İşte bu yüzden, son birkaç gündür, oturuyorum çalışma masasına, kukumav kuşları gibi düşünmeye başlıyorum. Düşünüyorum, düşünüyorum, olmuyor. Taşınıyorum sonra; bir odadan bir odaya, bir kitaptan bir kitaba taşınıyorum; olmuyor. Okuyorum, yazıyorum, çiziyorum, notlar alıyorum… Ama yok. Yok aga; tık yok! Mantıklı bir düzlemde, zihnimde dağılıp birleşen konular arasında tek bir bağlam kuramıyorum.
Peki, ne yapıyorum? Yılıyor muyum hemen, sıkıyı görünce pes mi ediyorum? Evet, elbette! Hemen pes ediyorum.
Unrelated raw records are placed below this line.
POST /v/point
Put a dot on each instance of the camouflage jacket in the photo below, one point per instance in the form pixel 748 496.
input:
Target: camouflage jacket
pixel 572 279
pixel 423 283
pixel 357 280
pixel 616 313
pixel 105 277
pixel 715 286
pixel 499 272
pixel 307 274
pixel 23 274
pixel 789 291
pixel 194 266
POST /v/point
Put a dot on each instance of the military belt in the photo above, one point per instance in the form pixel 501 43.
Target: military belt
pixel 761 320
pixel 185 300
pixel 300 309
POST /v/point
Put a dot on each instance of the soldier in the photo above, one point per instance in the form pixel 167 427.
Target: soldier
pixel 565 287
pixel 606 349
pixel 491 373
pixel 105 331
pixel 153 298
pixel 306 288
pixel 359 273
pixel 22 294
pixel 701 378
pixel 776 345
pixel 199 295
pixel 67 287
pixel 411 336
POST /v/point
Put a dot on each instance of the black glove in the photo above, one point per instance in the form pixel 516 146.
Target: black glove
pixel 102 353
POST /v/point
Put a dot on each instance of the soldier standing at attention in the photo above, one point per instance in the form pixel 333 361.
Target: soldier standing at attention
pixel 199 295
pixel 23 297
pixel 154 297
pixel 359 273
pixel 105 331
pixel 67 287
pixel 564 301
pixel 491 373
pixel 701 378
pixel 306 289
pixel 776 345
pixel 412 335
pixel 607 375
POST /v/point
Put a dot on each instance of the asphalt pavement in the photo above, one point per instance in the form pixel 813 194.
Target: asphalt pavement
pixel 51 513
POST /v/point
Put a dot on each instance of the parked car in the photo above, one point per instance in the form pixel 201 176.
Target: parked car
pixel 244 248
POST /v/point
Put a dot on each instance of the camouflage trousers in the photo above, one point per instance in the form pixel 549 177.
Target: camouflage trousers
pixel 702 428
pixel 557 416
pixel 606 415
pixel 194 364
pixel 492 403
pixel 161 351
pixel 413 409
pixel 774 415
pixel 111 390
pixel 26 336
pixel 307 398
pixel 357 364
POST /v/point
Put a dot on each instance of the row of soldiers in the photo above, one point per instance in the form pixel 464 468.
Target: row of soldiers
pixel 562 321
Örnekse; parliament mavisi renginin ruhumda açtığı gedikleri doldurmak için, absürt bir iki denemeyle alelusul bir metne girişiyorum hemen. Neymiş efendim; bilinç akışıymış… Bârekallah! Nasıl bir acayiplik yapsam da, kendi uzayımda bir karadelik açıp, içine bir hamak kurup sallansam diye, mesnedini; tutarsızlığın ve bir çeşit “Dadaizm”in imlediği ve fakat ahenkle genişleyen monologlar kurmaya çalışıyorum sonra. Ya da, boyumun ölçüsüne bakmadan Bilge Karasu’ya, Borges’e, Marcell Proust’a falan özeniyorum; elime aldığım metni didik didik ediyorum, eviriyorum çeviriyorum, ağzından girip burnundan çıkıyorum. Olmuyor… Hangi metni elime aldıysam elimde patlıyor ve her denemede parmaklarım klavyenin tuşlarında buharlaşıveriyorlar. Anlık, artçı şoklarla irkiliyorum sonra. Ve sonuç, işte, makûs talihim; Ctrl + A + Delete!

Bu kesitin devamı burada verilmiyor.